Sunday, May 22, 2011

Easy A [2010]

High school girl, Olive, tells her friend a lie about losing her virginity – the lie is overheard – overblown – and suddenly everyone thinks Olive is a slut and ostracized like in The Scarlett Letter. Olive embraces the persona – allows others to “use” her and brag that they slept with her to hide various issues (homosexuality & feeling undesirable) – until this backfires in a huge way.

What I really liked about EASY A was the idea that “it’s none of your fucking business when and if I lose my virginity” – which is something I quite appreciate because there are too many films that revolve around teens losing their virginity and the glorification of it.

I liked Olive’s family, Thomas Hayden Church as the aloof teacher and Emma Stone as Olive. The writing was pretty solid for a teen flick – though it was a bit thin and cliché – it wasn’t bad.

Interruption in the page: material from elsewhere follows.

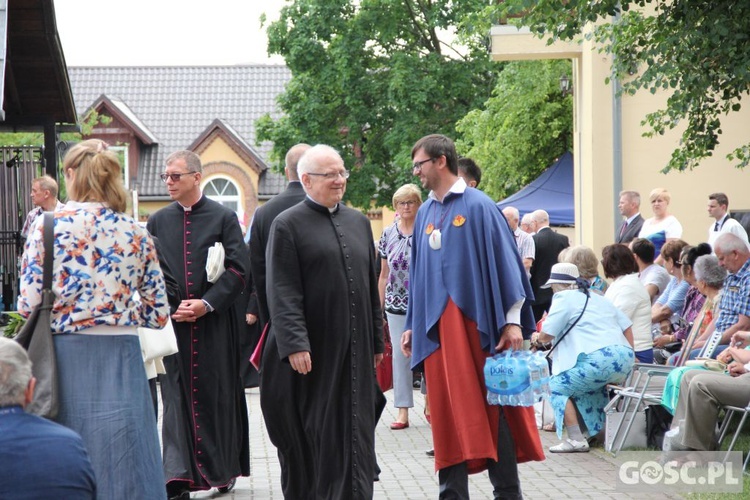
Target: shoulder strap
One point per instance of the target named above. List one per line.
(49, 237)
(549, 353)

What I didn’t care for was the webcam self-aware narrative aspect – Olive claims that she’s invisible – and writes it off as not being cliché high school girl film – but the entire film even when she was getting all the attention – she was still not listened to and not cared about for herself. It may have been me – but it seemed like almost every time she spoke – she was interrupted or ignored. Even when she embraced her bad girl persona – she found a certain level of self-respect – but no real respect from others.

I didn’t like how some of the characters were razor thin - even Olive was a bit thin. It took her no time to invent the persona and just accept and act the part. I would assume more outrage and denial would’ve gone on in real life before the embrace and full turn into the mega-slut persona.

Also, I know that 80’s romantic comedies and John Hughes films are ingrained in certain people’s hearts – but the references in this film were unnecessary. Yes, an acknowledgement of those films is fine – but you should create your own memorable scene instead of co-opting a famous previously used scene – you may think you can’t do better than what has been done – but you’ll never know unless you try. Just try.





[Guess it showed back up again - - so here you go]

Overall – it sounds like I have more complaints than love for this movie – but I really liked it for what it was. It was cute and fun at times – though it was flawed – I can appreciate it.